The next morning came and there was nothing. And the next, and the next. And after about a week I thought that I was in the clear and sort of forgotten about it.
About a month after the incident I got called in to the IT office, and there on the table was a report from InfoSec HQ with my stupid mug on it. This is also when I had to come clean to my commander, who lucky for me gave me his full support.
I was brought to a military tribunal and faced a prison sentence. Due to my track record and my commander’s support, I was shown leniency, and was instead sentenced to a year on parole. That meant I could get sent to prison for absolutely anything. Even if military police catch me jay walking, or not having the right pass for leave.
But worse than that, it tainted our relationship with the IT team. It raised many questions such as where did we get this endpoint, how was the hardening removed, and they were forced to open an internal inquiry. We lost their trust. They remained helpful and friendly, but were no longer willing to bend the rules for us.
This is the point where I would say that from there on I watched every step. But that would be a lie.
Also, I never managed to get the email receiving feature to work.

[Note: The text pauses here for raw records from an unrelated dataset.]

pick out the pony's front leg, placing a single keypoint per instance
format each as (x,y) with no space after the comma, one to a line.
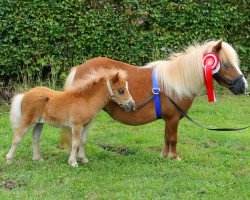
(35,141)
(19,133)
(81,151)
(170,139)
(76,134)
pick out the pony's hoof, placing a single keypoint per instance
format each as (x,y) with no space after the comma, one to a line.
(163,155)
(73,164)
(9,162)
(38,159)
(84,160)
(9,159)
(177,158)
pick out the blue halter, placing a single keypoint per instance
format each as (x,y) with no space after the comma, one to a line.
(156,92)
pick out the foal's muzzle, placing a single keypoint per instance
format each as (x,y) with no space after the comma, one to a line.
(128,105)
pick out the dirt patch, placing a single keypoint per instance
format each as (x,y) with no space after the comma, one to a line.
(118,150)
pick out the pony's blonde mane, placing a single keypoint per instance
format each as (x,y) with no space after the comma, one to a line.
(182,75)
(95,76)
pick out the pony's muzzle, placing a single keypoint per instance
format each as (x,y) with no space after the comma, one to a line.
(128,104)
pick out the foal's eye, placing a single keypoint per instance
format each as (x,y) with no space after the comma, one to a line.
(120,91)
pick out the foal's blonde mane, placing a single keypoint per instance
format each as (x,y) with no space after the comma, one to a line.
(96,76)
(182,75)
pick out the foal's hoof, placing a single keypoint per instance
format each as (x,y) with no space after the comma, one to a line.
(170,155)
(73,164)
(38,159)
(177,158)
(84,160)
(9,162)
(9,159)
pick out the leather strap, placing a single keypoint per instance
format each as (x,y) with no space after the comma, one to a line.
(156,91)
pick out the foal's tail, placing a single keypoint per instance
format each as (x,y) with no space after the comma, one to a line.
(16,111)
(70,79)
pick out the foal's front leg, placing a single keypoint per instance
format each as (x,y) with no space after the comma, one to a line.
(76,134)
(170,139)
(35,141)
(19,133)
(81,151)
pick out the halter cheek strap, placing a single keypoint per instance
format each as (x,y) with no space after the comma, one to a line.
(211,66)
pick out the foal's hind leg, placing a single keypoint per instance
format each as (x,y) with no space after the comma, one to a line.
(35,141)
(170,139)
(81,150)
(76,134)
(19,133)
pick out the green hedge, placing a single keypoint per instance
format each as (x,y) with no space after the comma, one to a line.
(45,38)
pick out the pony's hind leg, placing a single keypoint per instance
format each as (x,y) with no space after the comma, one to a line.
(170,139)
(35,141)
(81,151)
(19,133)
(76,134)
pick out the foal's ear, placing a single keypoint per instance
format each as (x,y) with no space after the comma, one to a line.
(217,47)
(115,77)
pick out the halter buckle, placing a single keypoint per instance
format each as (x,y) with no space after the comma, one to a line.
(156,91)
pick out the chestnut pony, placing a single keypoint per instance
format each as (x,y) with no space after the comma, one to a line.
(180,77)
(73,109)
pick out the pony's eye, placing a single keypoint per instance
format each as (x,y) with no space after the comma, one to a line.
(120,91)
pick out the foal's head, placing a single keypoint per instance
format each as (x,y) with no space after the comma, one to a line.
(118,88)
(229,74)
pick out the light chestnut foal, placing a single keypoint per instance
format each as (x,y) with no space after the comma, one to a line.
(73,109)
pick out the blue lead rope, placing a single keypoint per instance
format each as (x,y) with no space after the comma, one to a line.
(156,92)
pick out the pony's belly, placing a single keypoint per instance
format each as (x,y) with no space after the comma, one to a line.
(55,124)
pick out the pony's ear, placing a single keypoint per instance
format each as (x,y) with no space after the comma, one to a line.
(217,47)
(115,77)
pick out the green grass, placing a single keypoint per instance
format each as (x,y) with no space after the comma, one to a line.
(215,165)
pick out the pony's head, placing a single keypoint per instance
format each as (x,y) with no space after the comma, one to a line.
(229,74)
(182,74)
(118,88)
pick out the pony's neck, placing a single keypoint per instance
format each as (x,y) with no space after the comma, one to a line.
(181,76)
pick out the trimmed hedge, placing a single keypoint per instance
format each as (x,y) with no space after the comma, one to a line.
(46,38)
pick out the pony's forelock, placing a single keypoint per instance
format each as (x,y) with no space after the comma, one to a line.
(182,75)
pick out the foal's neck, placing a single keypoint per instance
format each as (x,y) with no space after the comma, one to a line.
(97,95)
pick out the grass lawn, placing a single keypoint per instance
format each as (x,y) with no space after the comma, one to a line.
(125,163)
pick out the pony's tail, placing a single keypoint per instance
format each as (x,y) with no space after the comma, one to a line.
(16,110)
(70,79)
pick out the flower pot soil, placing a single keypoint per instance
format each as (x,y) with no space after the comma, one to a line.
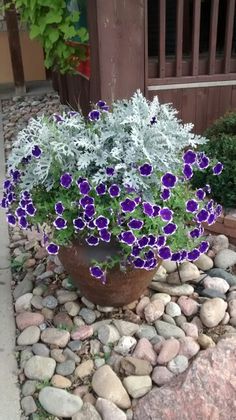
(121,287)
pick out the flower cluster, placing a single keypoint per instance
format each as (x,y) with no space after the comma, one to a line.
(168,226)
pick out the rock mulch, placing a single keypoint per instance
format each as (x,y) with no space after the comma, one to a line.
(82,361)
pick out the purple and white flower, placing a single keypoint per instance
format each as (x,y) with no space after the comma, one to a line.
(169,229)
(66,180)
(192,206)
(52,249)
(59,208)
(60,223)
(169,180)
(114,190)
(79,223)
(102,222)
(146,169)
(218,168)
(128,237)
(92,240)
(128,206)
(36,152)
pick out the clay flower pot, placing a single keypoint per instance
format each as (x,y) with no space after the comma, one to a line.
(121,287)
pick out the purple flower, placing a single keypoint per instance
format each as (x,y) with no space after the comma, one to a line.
(187,171)
(52,249)
(166,214)
(138,263)
(203,247)
(218,168)
(165,194)
(164,253)
(169,229)
(92,240)
(90,210)
(84,187)
(193,255)
(23,222)
(135,251)
(114,190)
(151,240)
(94,115)
(195,233)
(200,194)
(60,223)
(191,206)
(57,118)
(142,242)
(156,211)
(36,152)
(66,180)
(20,212)
(146,169)
(11,220)
(102,222)
(136,224)
(160,241)
(176,256)
(96,272)
(30,209)
(189,157)
(59,208)
(203,161)
(79,223)
(86,200)
(128,205)
(105,235)
(128,237)
(148,208)
(101,189)
(169,180)
(110,171)
(202,216)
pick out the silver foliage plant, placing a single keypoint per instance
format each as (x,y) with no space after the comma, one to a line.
(133,132)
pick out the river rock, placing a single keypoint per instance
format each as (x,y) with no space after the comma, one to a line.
(172,290)
(134,366)
(167,330)
(204,262)
(137,386)
(212,312)
(208,381)
(58,402)
(107,385)
(188,306)
(169,350)
(216,283)
(225,258)
(144,350)
(154,310)
(27,319)
(29,336)
(125,327)
(40,368)
(56,337)
(125,345)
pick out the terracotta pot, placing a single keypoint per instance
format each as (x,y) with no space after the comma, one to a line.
(121,287)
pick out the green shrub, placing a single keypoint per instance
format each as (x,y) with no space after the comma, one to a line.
(221,147)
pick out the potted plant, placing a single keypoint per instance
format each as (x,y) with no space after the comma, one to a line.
(110,193)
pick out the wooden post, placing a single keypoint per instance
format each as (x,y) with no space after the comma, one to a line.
(15,49)
(117,40)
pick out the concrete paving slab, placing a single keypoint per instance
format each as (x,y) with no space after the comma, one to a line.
(9,391)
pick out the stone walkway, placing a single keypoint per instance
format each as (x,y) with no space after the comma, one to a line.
(9,392)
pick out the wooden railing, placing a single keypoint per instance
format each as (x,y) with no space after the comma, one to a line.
(194,65)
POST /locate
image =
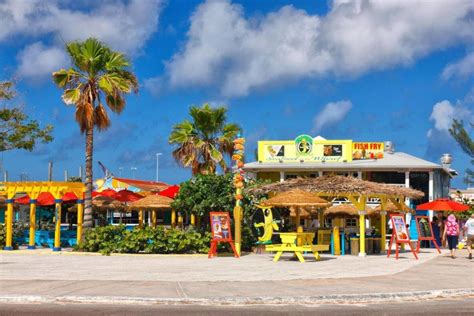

I consider this my first startup experience. Our CO was an incredible leader/hustler/product person. He kept us on a tight leash, a tight schedule, but gave us freedom of movement and whatever support & resources he could. He encouraged us to push boundaries, maintain a high standard and think of the customer.
On the other end, the team had its own ethos (lore of previous generations and their escapades), mutual high standard expectations of professionalism and accountability.
I believe that this planted the startup bug in my brain. It's the only way I wanted to work. And it was right after being discharged from the army, that I got the opportunity to join JFrog as a founding engineer. An experience that would also prove to be immensely valuable and maybe fit for another post.
Looking back I am truly grateful for this opportunity and experience, given the circumstances.